Perspective Pieces

Maximizing Efficiency for the Future of Connectivity

by Peter Hajdu, Executive Vice President & President, Data Communications (Dura-Line) | Nov 30, 2021

Though the “Internet of everything” is by no means a new phenomenon, according to a 2021 report analysts predict the market for connected devices and associated services will reach nearly $263 billion by 2025.1 Through fiber and mesh networks, there is no limit to what can be connected, leading to the potential of 15 billion connections by 2025.2 And right now, demand for connectivity is growing from customers, accelerated by the COVID-19 pandemic and increased loads.

 

In turn, governments around the world are making investments in digital infrastructure that have societal benefits and bridge rural digital divides. While there’s ample market potential for connectivity, the picture is not without challenges. Telecommunications service providers are facing down continued material and labor shortages, diminishing returns on invested capital (ROIC) and enhanced competition because of new availability of spectrum and network coverage. And now that construction delays have become the rule and not the exception, the entire industry is looking for ways to work and build better, smarter and most important, more efficiently.

I believe it’s a matter of perspective. In these challenges are opportunities for process and product design improvements. The resulting installations will speed a paradigm shift. Simply put, when providers and companies collaborate at the outset, supporting better lives through connectivity is not only possible—it can be fast-tracked for all.

Efficiency Practice #1: Be Generous with Knowledge and Experience

At the root of installation efficiency is intimately knowing the design process to know what can be improved and then making sure that knowledge is shared. The outcome: larger returns on investment and supporting industry recovery.

At Dura-Line, our engineers, solution architects and sales teams have knowledge and hands-on experience that makes a decisive difference. But even more than that, they are making the move to formatively partnering with our customers on product design and educating other network builders on efficient techniques honed in the field. The result is that they can offer targeted products and support better planning and installation quality, faster deployment processes and lightened maintenance.

So despite labor and material shortages and a phased economic recovery, we are building better now by giving freely of what we know best.

 

"I strongly believe that with the right efficiency mindsets, partners and practices in play now, there’s nothing stopping us from making a seamlessly connected future real for everyone."

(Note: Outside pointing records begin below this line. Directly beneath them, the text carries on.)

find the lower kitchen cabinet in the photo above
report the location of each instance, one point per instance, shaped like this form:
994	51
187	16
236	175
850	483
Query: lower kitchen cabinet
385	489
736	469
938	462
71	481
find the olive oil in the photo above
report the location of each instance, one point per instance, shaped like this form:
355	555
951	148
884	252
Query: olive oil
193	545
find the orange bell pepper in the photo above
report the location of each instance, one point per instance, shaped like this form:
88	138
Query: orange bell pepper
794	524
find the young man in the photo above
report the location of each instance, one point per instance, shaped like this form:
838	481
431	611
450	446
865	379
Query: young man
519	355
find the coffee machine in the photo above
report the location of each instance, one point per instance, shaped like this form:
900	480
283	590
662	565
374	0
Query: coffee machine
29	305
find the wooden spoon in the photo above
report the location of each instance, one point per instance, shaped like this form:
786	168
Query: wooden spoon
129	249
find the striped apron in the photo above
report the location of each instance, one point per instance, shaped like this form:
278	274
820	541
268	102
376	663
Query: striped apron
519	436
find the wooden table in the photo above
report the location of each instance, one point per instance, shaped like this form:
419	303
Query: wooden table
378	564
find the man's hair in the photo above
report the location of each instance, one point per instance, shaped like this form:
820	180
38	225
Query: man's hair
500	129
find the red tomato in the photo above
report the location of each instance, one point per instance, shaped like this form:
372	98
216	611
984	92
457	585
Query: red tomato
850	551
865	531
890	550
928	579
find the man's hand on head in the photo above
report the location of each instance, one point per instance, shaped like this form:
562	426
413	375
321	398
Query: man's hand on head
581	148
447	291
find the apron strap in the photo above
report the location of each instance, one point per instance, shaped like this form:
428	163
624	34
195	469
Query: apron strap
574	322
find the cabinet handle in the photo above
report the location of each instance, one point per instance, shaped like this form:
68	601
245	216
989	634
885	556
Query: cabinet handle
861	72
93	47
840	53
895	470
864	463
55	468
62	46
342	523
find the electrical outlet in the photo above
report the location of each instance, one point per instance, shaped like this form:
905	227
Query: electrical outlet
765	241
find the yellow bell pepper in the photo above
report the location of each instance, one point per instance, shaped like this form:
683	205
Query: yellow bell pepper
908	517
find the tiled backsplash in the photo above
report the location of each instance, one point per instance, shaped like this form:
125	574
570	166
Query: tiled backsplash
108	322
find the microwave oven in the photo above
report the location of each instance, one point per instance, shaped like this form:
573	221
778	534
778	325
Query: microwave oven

—Peter Hajdu, Executive Vice President & President, Data Communications
(Dura-Line)

Efficiency Practice #2: Build for the Future, and More Builds Will Come

In the past, when people have talked about infrastructure, they hewed physical and thought hardware. Increasingly, public sector decision-makers as well as private investors are underwriting more in the way of digital infrastructure and virtual connectivity projects that make modern life (and “the new normal”) possible. Digital infrastructure too requires sizable investments in installation and maintenance, with upwards of 65% of network installation costs directly tied to construction. But it doesn’t have to be that way—not with the concept of designing to “dig once”.

In the present, we’re seeing network right-of-ways becoming overcrowded. But with the anticipated  size reductions of fiber optic cables, we’re seeing the future of building for additional capacity. By optimizing Dura-Line’s FuturePath product line conduits now to allow for multiple fiber cables in the same physical spaces that used to accommodate single cables, installation timelines can go from multiple days to single days, with flexibility for future capacity expansions designed in. The benefits are many: time savings, energy savings, permitting ease, lessened environmental disruption and notably, ample cost savings for both urban and rural installations. Not to mention the dramatically reduced maintenance costs over time: where the concept of digging once really pays back.

Efficiency Practice #3: Design for Circularity

In so many instances, we have seen that communities that embrace digital infrastructure increase in competitiveness, vitality and quality of life for their residents. While most governments have recognized that a powerful way to boost the economy is to reinvest in connectivity, there’s momentum from both the public sector and the private sector to shore up digital infrastructure that can drive the shift to a circular economy, further boosting the vibrancy of communities and the lives of those who call them home.

It is the responsibility of all industry players to design clean, green and for lightened impact. By introducing new technologies aligned with the financing models and policies that promote this revolution, any can be ready for efficient and targeted deployments. And all can benefit from resiliency.

We are certainly in the midst of a world full of change. It is up to us to decide how we prepare for, adapt to and stay ahead of it. I strongly believe that with the right efficiency mindsets, partners and practices in play now, there’s nothing stopping us from making a seamlessly connected future real for everyone. This is what keeps me going. This is what gets me out of bed in the morning.